C’est à cause de ce reste de transparence que je considère
le transport comme le terrain exemplaire de la critique du mode
de production industriel.
Ce livre est le prolongement d’une longue collaboration avec
Jean-Pierre Dupuy. Depuis quatre ans, nous compilons des milliers
de faits dans les rapports officiels sur les transports et les comparons
à notre expérience d’habitants de deux grandes
villes très différentes soumises à la même
logique des transports industriels. Cette recherche commune s’est
concrétisée, en 1976, en un document de travail basé
sur la lecture de milliers de pages en cinq langues. J’ai
pris la liberté de lui donner une forme plus littéraire
et de lui ajouter trois chapitres, afin de mettre sans attendre
à la disposition du public les premiers résultats
d’une étude aux ambitions quasi encyclopédiques
dont l’achèvement définitif nous auraient pris
dix ans.
CHAPITRE I
Les bienfaits et les coûts de la vitesse
La plupart des gens, dans le monde, n’ont pas l'habitude
de parcourir plus de 25 kilomètres en une heure.

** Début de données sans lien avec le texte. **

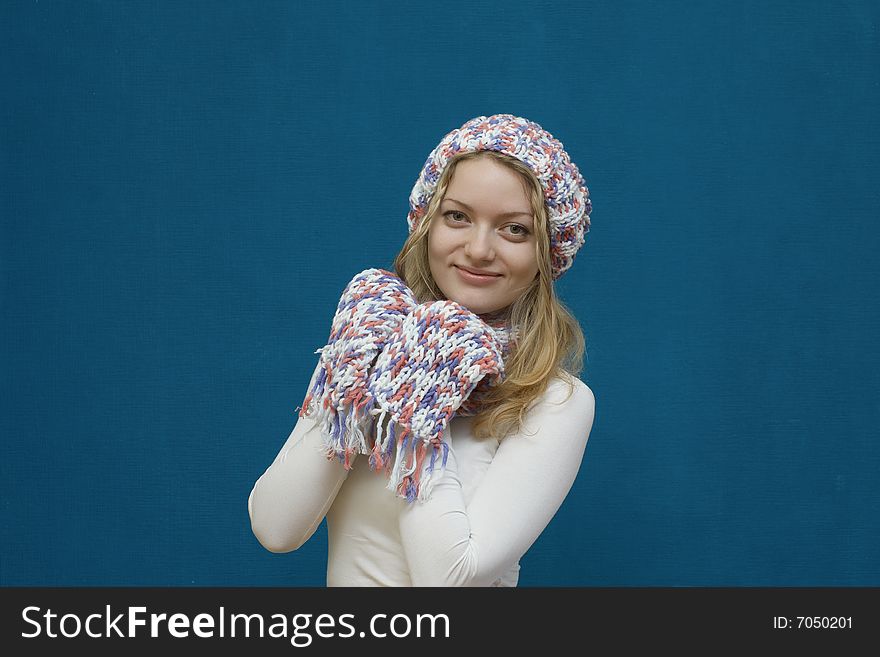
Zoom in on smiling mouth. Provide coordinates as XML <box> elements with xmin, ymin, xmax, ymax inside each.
<box><xmin>453</xmin><ymin>265</ymin><xmax>501</xmax><ymax>278</ymax></box>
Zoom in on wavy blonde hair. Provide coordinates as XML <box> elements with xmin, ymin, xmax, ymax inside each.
<box><xmin>394</xmin><ymin>151</ymin><xmax>585</xmax><ymax>441</ymax></box>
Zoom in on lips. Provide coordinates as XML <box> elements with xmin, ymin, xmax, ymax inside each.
<box><xmin>455</xmin><ymin>265</ymin><xmax>501</xmax><ymax>278</ymax></box>
<box><xmin>455</xmin><ymin>266</ymin><xmax>501</xmax><ymax>287</ymax></box>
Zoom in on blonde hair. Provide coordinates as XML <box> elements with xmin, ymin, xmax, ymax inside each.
<box><xmin>394</xmin><ymin>151</ymin><xmax>585</xmax><ymax>440</ymax></box>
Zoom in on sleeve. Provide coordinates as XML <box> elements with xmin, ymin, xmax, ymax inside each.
<box><xmin>248</xmin><ymin>417</ymin><xmax>348</xmax><ymax>552</ymax></box>
<box><xmin>400</xmin><ymin>379</ymin><xmax>595</xmax><ymax>586</ymax></box>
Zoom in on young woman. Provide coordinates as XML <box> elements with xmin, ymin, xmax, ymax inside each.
<box><xmin>248</xmin><ymin>114</ymin><xmax>594</xmax><ymax>586</ymax></box>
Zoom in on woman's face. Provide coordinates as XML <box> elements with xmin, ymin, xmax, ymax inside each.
<box><xmin>428</xmin><ymin>157</ymin><xmax>538</xmax><ymax>315</ymax></box>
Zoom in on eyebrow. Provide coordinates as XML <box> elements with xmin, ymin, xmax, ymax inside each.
<box><xmin>443</xmin><ymin>197</ymin><xmax>532</xmax><ymax>219</ymax></box>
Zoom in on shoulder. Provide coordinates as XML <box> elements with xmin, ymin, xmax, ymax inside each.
<box><xmin>523</xmin><ymin>373</ymin><xmax>596</xmax><ymax>442</ymax></box>
<box><xmin>537</xmin><ymin>372</ymin><xmax>596</xmax><ymax>409</ymax></box>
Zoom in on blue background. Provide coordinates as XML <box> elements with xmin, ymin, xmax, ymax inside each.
<box><xmin>0</xmin><ymin>0</ymin><xmax>880</xmax><ymax>586</ymax></box>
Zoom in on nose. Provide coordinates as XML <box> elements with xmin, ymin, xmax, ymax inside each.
<box><xmin>464</xmin><ymin>226</ymin><xmax>495</xmax><ymax>261</ymax></box>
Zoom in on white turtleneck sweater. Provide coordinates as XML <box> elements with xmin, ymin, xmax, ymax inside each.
<box><xmin>248</xmin><ymin>375</ymin><xmax>595</xmax><ymax>586</ymax></box>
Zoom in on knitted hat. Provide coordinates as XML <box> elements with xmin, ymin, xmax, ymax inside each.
<box><xmin>407</xmin><ymin>114</ymin><xmax>592</xmax><ymax>280</ymax></box>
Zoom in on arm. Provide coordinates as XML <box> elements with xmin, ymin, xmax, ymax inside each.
<box><xmin>248</xmin><ymin>417</ymin><xmax>348</xmax><ymax>552</ymax></box>
<box><xmin>400</xmin><ymin>379</ymin><xmax>595</xmax><ymax>586</ymax></box>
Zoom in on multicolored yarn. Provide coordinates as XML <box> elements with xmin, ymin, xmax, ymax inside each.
<box><xmin>299</xmin><ymin>269</ymin><xmax>511</xmax><ymax>502</ymax></box>
<box><xmin>407</xmin><ymin>114</ymin><xmax>592</xmax><ymax>279</ymax></box>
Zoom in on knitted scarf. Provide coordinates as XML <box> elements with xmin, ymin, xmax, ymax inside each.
<box><xmin>299</xmin><ymin>269</ymin><xmax>510</xmax><ymax>502</ymax></box>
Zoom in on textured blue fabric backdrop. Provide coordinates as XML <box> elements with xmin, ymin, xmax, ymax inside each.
<box><xmin>0</xmin><ymin>0</ymin><xmax>880</xmax><ymax>586</ymax></box>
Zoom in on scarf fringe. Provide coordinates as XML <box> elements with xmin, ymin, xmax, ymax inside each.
<box><xmin>297</xmin><ymin>269</ymin><xmax>515</xmax><ymax>503</ymax></box>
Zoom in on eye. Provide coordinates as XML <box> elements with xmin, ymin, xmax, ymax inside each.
<box><xmin>508</xmin><ymin>224</ymin><xmax>529</xmax><ymax>237</ymax></box>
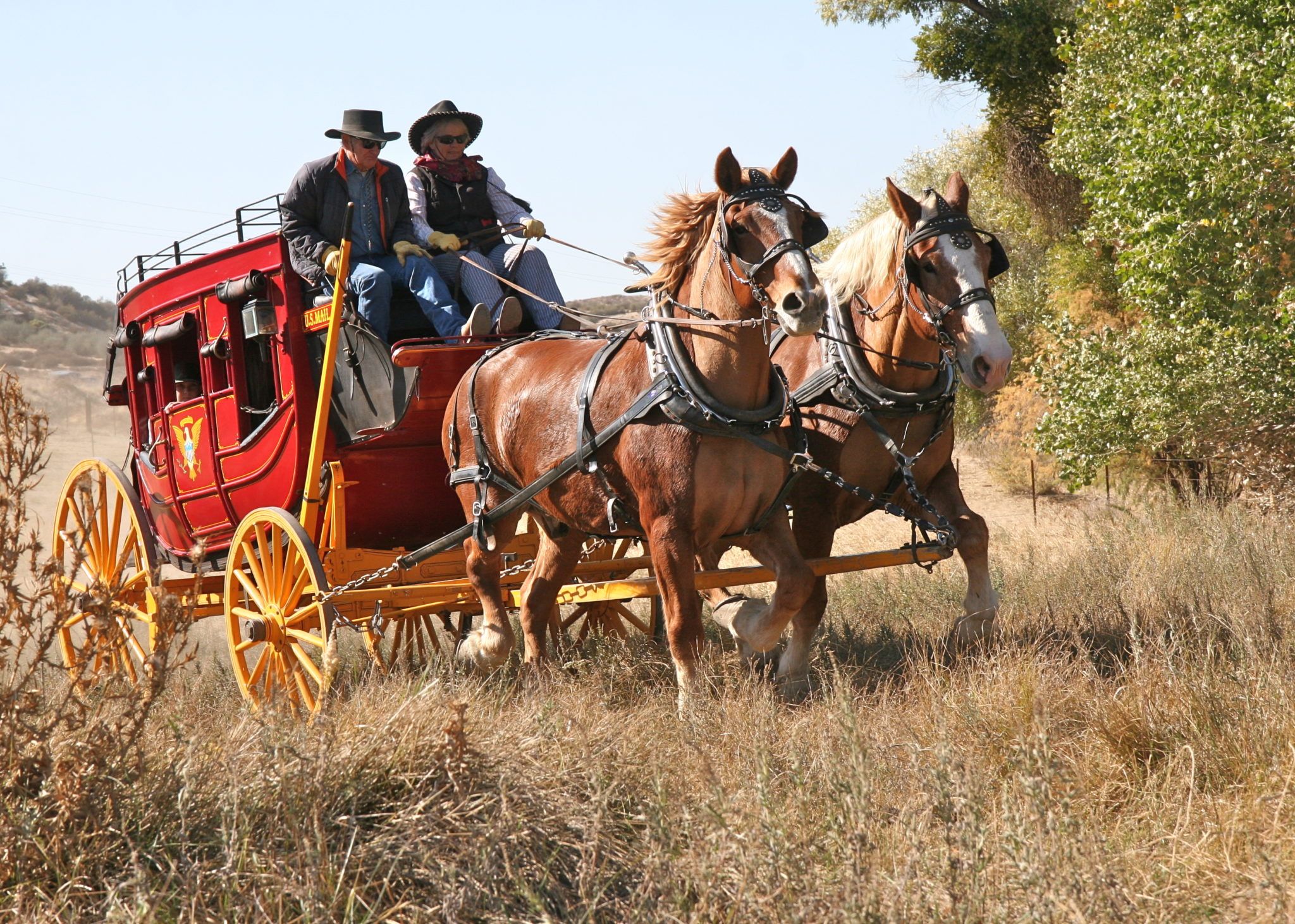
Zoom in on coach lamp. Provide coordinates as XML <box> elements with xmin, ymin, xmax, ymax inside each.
<box><xmin>102</xmin><ymin>321</ymin><xmax>140</xmax><ymax>408</ymax></box>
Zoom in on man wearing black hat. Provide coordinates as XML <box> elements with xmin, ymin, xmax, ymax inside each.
<box><xmin>279</xmin><ymin>109</ymin><xmax>491</xmax><ymax>341</ymax></box>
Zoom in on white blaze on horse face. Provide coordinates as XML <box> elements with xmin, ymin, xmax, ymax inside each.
<box><xmin>761</xmin><ymin>203</ymin><xmax>828</xmax><ymax>336</ymax></box>
<box><xmin>939</xmin><ymin>234</ymin><xmax>1011</xmax><ymax>393</ymax></box>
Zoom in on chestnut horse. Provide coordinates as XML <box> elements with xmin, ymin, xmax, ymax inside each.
<box><xmin>441</xmin><ymin>149</ymin><xmax>826</xmax><ymax>709</ymax></box>
<box><xmin>703</xmin><ymin>172</ymin><xmax>1011</xmax><ymax>699</ymax></box>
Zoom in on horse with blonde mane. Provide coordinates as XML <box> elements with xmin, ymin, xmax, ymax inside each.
<box><xmin>703</xmin><ymin>172</ymin><xmax>1011</xmax><ymax>699</ymax></box>
<box><xmin>441</xmin><ymin>149</ymin><xmax>826</xmax><ymax>708</ymax></box>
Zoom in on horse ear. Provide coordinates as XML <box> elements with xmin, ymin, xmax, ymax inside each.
<box><xmin>886</xmin><ymin>176</ymin><xmax>922</xmax><ymax>230</ymax></box>
<box><xmin>944</xmin><ymin>169</ymin><xmax>971</xmax><ymax>212</ymax></box>
<box><xmin>773</xmin><ymin>147</ymin><xmax>799</xmax><ymax>189</ymax></box>
<box><xmin>715</xmin><ymin>147</ymin><xmax>742</xmax><ymax>195</ymax></box>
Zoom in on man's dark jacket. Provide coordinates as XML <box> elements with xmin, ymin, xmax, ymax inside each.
<box><xmin>278</xmin><ymin>152</ymin><xmax>419</xmax><ymax>283</ymax></box>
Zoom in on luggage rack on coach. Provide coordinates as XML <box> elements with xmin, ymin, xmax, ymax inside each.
<box><xmin>116</xmin><ymin>193</ymin><xmax>281</xmax><ymax>298</ymax></box>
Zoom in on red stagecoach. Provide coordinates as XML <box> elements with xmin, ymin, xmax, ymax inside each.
<box><xmin>54</xmin><ymin>197</ymin><xmax>943</xmax><ymax>712</ymax></box>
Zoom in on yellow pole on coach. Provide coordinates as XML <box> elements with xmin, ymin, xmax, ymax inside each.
<box><xmin>302</xmin><ymin>202</ymin><xmax>355</xmax><ymax>542</ymax></box>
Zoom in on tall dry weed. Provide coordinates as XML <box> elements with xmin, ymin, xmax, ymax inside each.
<box><xmin>0</xmin><ymin>351</ymin><xmax>1295</xmax><ymax>921</ymax></box>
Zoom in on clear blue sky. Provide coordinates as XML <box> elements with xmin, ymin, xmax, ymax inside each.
<box><xmin>0</xmin><ymin>0</ymin><xmax>983</xmax><ymax>298</ymax></box>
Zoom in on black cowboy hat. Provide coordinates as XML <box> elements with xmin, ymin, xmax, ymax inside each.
<box><xmin>324</xmin><ymin>109</ymin><xmax>400</xmax><ymax>141</ymax></box>
<box><xmin>409</xmin><ymin>100</ymin><xmax>482</xmax><ymax>154</ymax></box>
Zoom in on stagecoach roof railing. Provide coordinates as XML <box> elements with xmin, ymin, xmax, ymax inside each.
<box><xmin>116</xmin><ymin>193</ymin><xmax>279</xmax><ymax>298</ymax></box>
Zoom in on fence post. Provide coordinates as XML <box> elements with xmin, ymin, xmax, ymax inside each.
<box><xmin>85</xmin><ymin>395</ymin><xmax>95</xmax><ymax>456</ymax></box>
<box><xmin>1029</xmin><ymin>457</ymin><xmax>1038</xmax><ymax>526</ymax></box>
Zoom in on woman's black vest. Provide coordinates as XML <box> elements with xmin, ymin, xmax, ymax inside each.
<box><xmin>417</xmin><ymin>167</ymin><xmax>498</xmax><ymax>236</ymax></box>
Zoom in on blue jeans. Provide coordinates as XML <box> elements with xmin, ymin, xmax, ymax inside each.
<box><xmin>348</xmin><ymin>253</ymin><xmax>467</xmax><ymax>341</ymax></box>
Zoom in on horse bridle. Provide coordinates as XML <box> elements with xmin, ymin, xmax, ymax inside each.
<box><xmin>715</xmin><ymin>169</ymin><xmax>828</xmax><ymax>310</ymax></box>
<box><xmin>895</xmin><ymin>189</ymin><xmax>1011</xmax><ymax>341</ymax></box>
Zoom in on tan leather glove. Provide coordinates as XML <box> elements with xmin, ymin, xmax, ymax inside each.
<box><xmin>391</xmin><ymin>241</ymin><xmax>431</xmax><ymax>267</ymax></box>
<box><xmin>427</xmin><ymin>232</ymin><xmax>463</xmax><ymax>251</ymax></box>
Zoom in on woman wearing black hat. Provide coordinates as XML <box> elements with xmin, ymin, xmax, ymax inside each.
<box><xmin>407</xmin><ymin>100</ymin><xmax>576</xmax><ymax>334</ymax></box>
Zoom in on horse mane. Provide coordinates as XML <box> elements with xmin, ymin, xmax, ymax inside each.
<box><xmin>818</xmin><ymin>210</ymin><xmax>904</xmax><ymax>304</ymax></box>
<box><xmin>640</xmin><ymin>189</ymin><xmax>721</xmax><ymax>296</ymax></box>
<box><xmin>818</xmin><ymin>187</ymin><xmax>935</xmax><ymax>304</ymax></box>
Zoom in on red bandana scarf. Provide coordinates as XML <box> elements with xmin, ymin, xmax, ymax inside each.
<box><xmin>413</xmin><ymin>154</ymin><xmax>486</xmax><ymax>183</ymax></box>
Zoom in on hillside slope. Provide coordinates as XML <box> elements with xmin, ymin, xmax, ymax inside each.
<box><xmin>0</xmin><ymin>265</ymin><xmax>116</xmax><ymax>368</ymax></box>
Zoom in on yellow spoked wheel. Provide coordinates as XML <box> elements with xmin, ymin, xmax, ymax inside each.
<box><xmin>364</xmin><ymin>612</ymin><xmax>458</xmax><ymax>671</ymax></box>
<box><xmin>53</xmin><ymin>459</ymin><xmax>158</xmax><ymax>683</ymax></box>
<box><xmin>561</xmin><ymin>538</ymin><xmax>651</xmax><ymax>642</ymax></box>
<box><xmin>225</xmin><ymin>508</ymin><xmax>331</xmax><ymax>713</ymax></box>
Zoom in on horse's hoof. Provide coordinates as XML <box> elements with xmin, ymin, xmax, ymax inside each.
<box><xmin>776</xmin><ymin>676</ymin><xmax>813</xmax><ymax>703</ymax></box>
<box><xmin>457</xmin><ymin>625</ymin><xmax>510</xmax><ymax>671</ymax></box>
<box><xmin>711</xmin><ymin>597</ymin><xmax>782</xmax><ymax>647</ymax></box>
<box><xmin>945</xmin><ymin>616</ymin><xmax>996</xmax><ymax>657</ymax></box>
<box><xmin>742</xmin><ymin>645</ymin><xmax>780</xmax><ymax>677</ymax></box>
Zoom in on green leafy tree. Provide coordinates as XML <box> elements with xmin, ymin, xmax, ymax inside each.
<box><xmin>1038</xmin><ymin>0</ymin><xmax>1295</xmax><ymax>482</ymax></box>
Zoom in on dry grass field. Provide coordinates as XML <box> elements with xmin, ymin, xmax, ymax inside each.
<box><xmin>0</xmin><ymin>362</ymin><xmax>1295</xmax><ymax>923</ymax></box>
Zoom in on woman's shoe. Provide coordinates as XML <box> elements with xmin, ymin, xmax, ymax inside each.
<box><xmin>494</xmin><ymin>295</ymin><xmax>522</xmax><ymax>335</ymax></box>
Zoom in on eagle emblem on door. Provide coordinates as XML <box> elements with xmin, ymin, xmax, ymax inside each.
<box><xmin>171</xmin><ymin>416</ymin><xmax>202</xmax><ymax>479</ymax></box>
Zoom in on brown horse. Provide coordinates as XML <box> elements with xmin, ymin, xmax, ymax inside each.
<box><xmin>443</xmin><ymin>149</ymin><xmax>826</xmax><ymax>708</ymax></box>
<box><xmin>703</xmin><ymin>173</ymin><xmax>1011</xmax><ymax>699</ymax></box>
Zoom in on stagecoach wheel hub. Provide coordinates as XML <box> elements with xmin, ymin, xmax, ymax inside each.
<box><xmin>53</xmin><ymin>459</ymin><xmax>158</xmax><ymax>684</ymax></box>
<box><xmin>224</xmin><ymin>508</ymin><xmax>331</xmax><ymax>714</ymax></box>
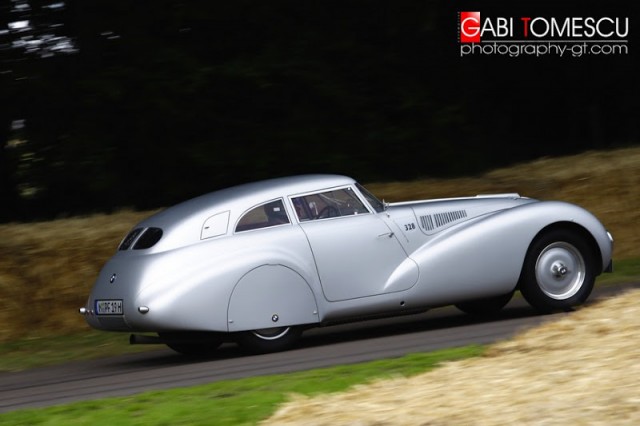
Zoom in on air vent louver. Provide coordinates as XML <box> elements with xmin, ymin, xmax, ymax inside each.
<box><xmin>420</xmin><ymin>210</ymin><xmax>467</xmax><ymax>231</ymax></box>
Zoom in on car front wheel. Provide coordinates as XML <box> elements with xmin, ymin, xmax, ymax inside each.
<box><xmin>238</xmin><ymin>326</ymin><xmax>302</xmax><ymax>353</ymax></box>
<box><xmin>520</xmin><ymin>229</ymin><xmax>596</xmax><ymax>313</ymax></box>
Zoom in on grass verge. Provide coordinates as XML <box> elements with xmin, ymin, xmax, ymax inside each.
<box><xmin>0</xmin><ymin>259</ymin><xmax>640</xmax><ymax>372</ymax></box>
<box><xmin>0</xmin><ymin>346</ymin><xmax>484</xmax><ymax>426</ymax></box>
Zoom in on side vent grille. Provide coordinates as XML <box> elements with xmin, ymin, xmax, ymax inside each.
<box><xmin>420</xmin><ymin>210</ymin><xmax>467</xmax><ymax>231</ymax></box>
<box><xmin>420</xmin><ymin>214</ymin><xmax>434</xmax><ymax>231</ymax></box>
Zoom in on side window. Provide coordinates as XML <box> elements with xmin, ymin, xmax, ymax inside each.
<box><xmin>292</xmin><ymin>188</ymin><xmax>369</xmax><ymax>222</ymax></box>
<box><xmin>236</xmin><ymin>200</ymin><xmax>289</xmax><ymax>232</ymax></box>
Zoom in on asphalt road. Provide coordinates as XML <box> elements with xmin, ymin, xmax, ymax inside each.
<box><xmin>0</xmin><ymin>283</ymin><xmax>640</xmax><ymax>413</ymax></box>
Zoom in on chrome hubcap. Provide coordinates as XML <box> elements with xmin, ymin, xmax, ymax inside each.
<box><xmin>536</xmin><ymin>241</ymin><xmax>586</xmax><ymax>300</ymax></box>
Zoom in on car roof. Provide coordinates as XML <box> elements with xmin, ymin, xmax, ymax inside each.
<box><xmin>138</xmin><ymin>174</ymin><xmax>355</xmax><ymax>228</ymax></box>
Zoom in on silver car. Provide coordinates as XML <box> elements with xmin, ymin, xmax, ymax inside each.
<box><xmin>80</xmin><ymin>175</ymin><xmax>613</xmax><ymax>354</ymax></box>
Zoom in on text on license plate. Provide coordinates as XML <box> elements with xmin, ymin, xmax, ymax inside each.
<box><xmin>96</xmin><ymin>300</ymin><xmax>122</xmax><ymax>315</ymax></box>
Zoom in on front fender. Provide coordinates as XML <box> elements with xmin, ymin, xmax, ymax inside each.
<box><xmin>411</xmin><ymin>202</ymin><xmax>611</xmax><ymax>305</ymax></box>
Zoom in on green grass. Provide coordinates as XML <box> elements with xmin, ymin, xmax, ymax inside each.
<box><xmin>597</xmin><ymin>258</ymin><xmax>640</xmax><ymax>285</ymax></box>
<box><xmin>0</xmin><ymin>259</ymin><xmax>640</xmax><ymax>372</ymax></box>
<box><xmin>0</xmin><ymin>330</ymin><xmax>159</xmax><ymax>372</ymax></box>
<box><xmin>0</xmin><ymin>346</ymin><xmax>484</xmax><ymax>426</ymax></box>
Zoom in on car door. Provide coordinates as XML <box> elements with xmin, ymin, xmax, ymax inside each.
<box><xmin>292</xmin><ymin>187</ymin><xmax>418</xmax><ymax>301</ymax></box>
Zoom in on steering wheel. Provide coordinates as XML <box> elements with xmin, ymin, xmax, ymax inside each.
<box><xmin>316</xmin><ymin>206</ymin><xmax>340</xmax><ymax>219</ymax></box>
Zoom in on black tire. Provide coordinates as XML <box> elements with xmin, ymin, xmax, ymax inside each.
<box><xmin>455</xmin><ymin>291</ymin><xmax>513</xmax><ymax>317</ymax></box>
<box><xmin>519</xmin><ymin>229</ymin><xmax>597</xmax><ymax>313</ymax></box>
<box><xmin>158</xmin><ymin>332</ymin><xmax>222</xmax><ymax>357</ymax></box>
<box><xmin>237</xmin><ymin>326</ymin><xmax>302</xmax><ymax>353</ymax></box>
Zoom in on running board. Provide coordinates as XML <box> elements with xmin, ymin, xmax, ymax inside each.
<box><xmin>129</xmin><ymin>334</ymin><xmax>164</xmax><ymax>345</ymax></box>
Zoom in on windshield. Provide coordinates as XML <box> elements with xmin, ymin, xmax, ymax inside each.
<box><xmin>356</xmin><ymin>183</ymin><xmax>384</xmax><ymax>213</ymax></box>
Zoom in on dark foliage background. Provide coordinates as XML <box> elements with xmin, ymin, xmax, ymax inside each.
<box><xmin>0</xmin><ymin>0</ymin><xmax>640</xmax><ymax>221</ymax></box>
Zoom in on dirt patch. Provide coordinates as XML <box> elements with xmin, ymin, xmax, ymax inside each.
<box><xmin>264</xmin><ymin>290</ymin><xmax>640</xmax><ymax>426</ymax></box>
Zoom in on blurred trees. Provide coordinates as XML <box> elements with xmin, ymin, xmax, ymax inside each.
<box><xmin>0</xmin><ymin>0</ymin><xmax>639</xmax><ymax>220</ymax></box>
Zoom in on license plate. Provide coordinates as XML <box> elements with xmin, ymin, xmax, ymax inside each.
<box><xmin>96</xmin><ymin>300</ymin><xmax>122</xmax><ymax>315</ymax></box>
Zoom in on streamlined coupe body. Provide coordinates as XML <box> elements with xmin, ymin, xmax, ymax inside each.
<box><xmin>80</xmin><ymin>175</ymin><xmax>613</xmax><ymax>354</ymax></box>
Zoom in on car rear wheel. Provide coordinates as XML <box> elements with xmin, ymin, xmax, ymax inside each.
<box><xmin>238</xmin><ymin>326</ymin><xmax>302</xmax><ymax>353</ymax></box>
<box><xmin>158</xmin><ymin>333</ymin><xmax>222</xmax><ymax>357</ymax></box>
<box><xmin>455</xmin><ymin>292</ymin><xmax>513</xmax><ymax>316</ymax></box>
<box><xmin>520</xmin><ymin>229</ymin><xmax>596</xmax><ymax>313</ymax></box>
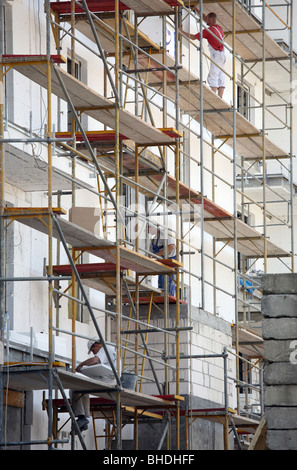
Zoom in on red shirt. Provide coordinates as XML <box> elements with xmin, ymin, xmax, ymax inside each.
<box><xmin>195</xmin><ymin>24</ymin><xmax>224</xmax><ymax>51</ymax></box>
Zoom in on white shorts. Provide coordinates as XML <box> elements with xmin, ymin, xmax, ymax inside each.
<box><xmin>207</xmin><ymin>46</ymin><xmax>226</xmax><ymax>88</ymax></box>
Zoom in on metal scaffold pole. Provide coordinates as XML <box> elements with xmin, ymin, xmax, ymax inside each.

De bonnes sandales et des chemins raisonnablement entretenus sont
tout ce qu’il faut aux villageois d’Afrique, d’Amérique
latine et d’Asie pour tracer le cercle d’un monde quotidien
aux ressources accessibles en se hâtant lentement à
4 kilomètres en une heure. La vitesse d’un cheval au
trot, d’une bicyclette animée par un pied vigoureux
ou d’un robuste autobus campagnard permet encore à
la majorité d’entre eux de vaincre la distance séparant
deux frères, d’accéder, avec paniers et cochons,
au marché hebdomadaire ou de parcourir le Sahara ou les Andes.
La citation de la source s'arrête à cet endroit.